In a previous subchronic inhalation study (Conaway et al., 1984), rats inhaled morpholine at concentrations of 0, 25, 100, and 250 ppm. None of the animals died or were sacrificed in extremis during the study. No treatment-related trends or findings were apparent in either sex for haematology, clinical chemistry and gross pathology. Exposure to morpholine at 250 ppm for 13 weeks confirmed the result, seen at week 7, of focal erosion of the maxillary turbinates accompanied by the presence of necrotic cell debris and focal squamous metaplasia. Lesions were then noted involving the nasal septum and anterior nasal cavities. Lesions of chronic murine pneumonia were also increased in severity in rats of the high-level group. A maximum tolerated dose (MTD) of 150 ppm was established on the basis of the nasal irritation.

Repeated dose toxicity: dermal

No studies are available for morpholinium tuluene-4 -sulphonate.

Since reliable oral and inhalative toxicity data are available for the dissociation products morpholine and toluene-4-sulphonic acid and it´s salts, no additional repeated dose study for the dermal route is required. Nevertheless one study was performed with morpholine.

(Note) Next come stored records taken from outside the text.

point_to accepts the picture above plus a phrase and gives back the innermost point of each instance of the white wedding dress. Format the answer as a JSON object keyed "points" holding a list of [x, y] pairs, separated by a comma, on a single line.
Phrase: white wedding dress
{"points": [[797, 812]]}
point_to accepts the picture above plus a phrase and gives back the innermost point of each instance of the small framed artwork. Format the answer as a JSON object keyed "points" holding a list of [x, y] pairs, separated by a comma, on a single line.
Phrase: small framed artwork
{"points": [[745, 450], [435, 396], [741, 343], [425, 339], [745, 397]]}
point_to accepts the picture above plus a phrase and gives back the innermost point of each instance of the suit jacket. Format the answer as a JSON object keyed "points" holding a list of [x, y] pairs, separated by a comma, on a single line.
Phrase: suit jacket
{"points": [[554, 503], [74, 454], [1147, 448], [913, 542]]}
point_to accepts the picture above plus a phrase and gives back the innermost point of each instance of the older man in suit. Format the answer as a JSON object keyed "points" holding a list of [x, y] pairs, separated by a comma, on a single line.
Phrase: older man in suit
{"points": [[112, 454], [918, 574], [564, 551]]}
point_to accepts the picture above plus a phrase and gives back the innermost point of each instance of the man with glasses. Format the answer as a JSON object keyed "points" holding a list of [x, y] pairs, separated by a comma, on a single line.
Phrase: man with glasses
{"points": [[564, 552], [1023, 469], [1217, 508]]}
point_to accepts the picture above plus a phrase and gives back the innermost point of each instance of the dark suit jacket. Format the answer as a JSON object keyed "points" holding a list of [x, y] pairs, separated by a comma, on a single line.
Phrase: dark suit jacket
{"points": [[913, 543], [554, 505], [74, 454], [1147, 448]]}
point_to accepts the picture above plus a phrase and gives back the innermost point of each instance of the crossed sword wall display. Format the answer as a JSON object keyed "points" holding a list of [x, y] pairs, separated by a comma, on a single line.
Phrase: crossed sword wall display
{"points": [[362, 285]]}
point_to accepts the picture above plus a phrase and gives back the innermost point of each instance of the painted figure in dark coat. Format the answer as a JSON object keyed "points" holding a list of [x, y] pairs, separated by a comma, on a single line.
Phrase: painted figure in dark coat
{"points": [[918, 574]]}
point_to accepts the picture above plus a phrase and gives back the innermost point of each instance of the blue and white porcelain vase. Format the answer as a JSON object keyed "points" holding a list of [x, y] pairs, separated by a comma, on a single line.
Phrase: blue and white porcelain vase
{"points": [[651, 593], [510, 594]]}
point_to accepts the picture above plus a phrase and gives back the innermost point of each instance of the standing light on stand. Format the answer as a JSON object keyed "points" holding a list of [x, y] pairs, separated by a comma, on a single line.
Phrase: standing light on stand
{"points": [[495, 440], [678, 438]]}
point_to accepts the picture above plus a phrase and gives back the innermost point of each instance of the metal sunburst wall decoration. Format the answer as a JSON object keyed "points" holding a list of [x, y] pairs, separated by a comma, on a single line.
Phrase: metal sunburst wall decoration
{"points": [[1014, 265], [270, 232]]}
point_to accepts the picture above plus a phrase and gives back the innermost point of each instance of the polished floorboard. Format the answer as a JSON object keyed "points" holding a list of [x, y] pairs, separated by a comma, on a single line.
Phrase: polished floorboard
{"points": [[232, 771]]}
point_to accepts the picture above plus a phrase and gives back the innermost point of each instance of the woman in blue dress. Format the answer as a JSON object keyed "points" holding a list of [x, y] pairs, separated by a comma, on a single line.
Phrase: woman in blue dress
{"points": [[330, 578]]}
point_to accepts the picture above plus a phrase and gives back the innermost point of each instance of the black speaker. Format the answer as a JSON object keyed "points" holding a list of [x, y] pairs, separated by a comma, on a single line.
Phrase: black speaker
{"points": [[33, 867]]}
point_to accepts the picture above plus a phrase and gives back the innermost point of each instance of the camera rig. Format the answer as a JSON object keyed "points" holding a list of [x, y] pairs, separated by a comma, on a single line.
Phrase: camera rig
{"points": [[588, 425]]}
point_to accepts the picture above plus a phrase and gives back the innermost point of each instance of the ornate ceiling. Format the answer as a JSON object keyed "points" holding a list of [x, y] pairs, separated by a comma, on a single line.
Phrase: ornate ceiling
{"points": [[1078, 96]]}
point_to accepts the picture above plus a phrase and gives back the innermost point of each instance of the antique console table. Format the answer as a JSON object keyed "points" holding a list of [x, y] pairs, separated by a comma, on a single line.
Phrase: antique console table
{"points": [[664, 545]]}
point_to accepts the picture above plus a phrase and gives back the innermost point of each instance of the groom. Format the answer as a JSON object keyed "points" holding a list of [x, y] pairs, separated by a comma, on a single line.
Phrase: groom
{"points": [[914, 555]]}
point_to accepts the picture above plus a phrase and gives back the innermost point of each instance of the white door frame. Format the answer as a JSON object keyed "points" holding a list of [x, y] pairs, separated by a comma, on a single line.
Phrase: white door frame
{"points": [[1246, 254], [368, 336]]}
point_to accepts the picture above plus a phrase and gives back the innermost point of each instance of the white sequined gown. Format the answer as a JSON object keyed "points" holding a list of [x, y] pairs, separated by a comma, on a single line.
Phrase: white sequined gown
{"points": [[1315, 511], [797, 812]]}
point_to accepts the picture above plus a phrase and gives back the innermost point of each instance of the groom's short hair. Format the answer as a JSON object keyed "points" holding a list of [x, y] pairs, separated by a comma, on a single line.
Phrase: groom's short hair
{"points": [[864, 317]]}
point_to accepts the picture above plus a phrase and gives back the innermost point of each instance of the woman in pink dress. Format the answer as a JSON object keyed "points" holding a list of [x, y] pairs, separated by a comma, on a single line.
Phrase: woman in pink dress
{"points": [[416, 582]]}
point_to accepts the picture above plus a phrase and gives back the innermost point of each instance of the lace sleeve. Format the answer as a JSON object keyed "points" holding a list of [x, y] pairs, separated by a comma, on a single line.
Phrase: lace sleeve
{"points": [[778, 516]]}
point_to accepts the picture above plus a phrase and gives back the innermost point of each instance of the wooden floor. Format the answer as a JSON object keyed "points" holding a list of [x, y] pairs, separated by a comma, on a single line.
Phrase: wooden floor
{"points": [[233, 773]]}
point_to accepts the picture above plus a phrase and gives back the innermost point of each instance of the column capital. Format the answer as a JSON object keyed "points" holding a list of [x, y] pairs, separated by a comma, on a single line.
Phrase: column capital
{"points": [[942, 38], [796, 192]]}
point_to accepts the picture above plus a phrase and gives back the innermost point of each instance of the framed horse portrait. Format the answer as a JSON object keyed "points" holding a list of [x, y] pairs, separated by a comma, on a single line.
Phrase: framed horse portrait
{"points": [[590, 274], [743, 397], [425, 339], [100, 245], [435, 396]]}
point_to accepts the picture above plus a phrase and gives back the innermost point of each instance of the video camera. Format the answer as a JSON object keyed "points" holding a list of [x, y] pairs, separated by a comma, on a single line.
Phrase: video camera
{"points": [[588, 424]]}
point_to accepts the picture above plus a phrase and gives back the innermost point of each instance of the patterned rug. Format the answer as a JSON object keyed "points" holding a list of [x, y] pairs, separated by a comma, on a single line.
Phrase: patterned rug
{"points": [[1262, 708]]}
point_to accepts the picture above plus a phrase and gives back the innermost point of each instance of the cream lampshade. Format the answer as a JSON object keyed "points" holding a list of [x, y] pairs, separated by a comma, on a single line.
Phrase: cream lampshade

Shea (1939) assessed the dermal toxicity and skin absorption of morpholine in one investigation using rabbits. Unneutralized, diluted morpholine (1 part morpholine, 2 parts water) was applied at a daily dose of 900 mg/kg bw to the clipped skin. All rabbits (7/7) died before the eleventh dose. Necrosis of the treated skin, and inflammation and congestion of the underlying organs were evident upon gross examination due to corrosivity of the test substance. Microscopic lesions of the liver and effects on kidneys and spleen were observed. No assessment of systemic effects is possible.

Justification for classification or non-classification

Based on the current weight-of-evidence, Morpholinium toluene-4-sulphonate is not subject to classification according to Directive 67/548/EEC (DSD) and Regulation (EC) No 1272/2008 (GHS/CLP).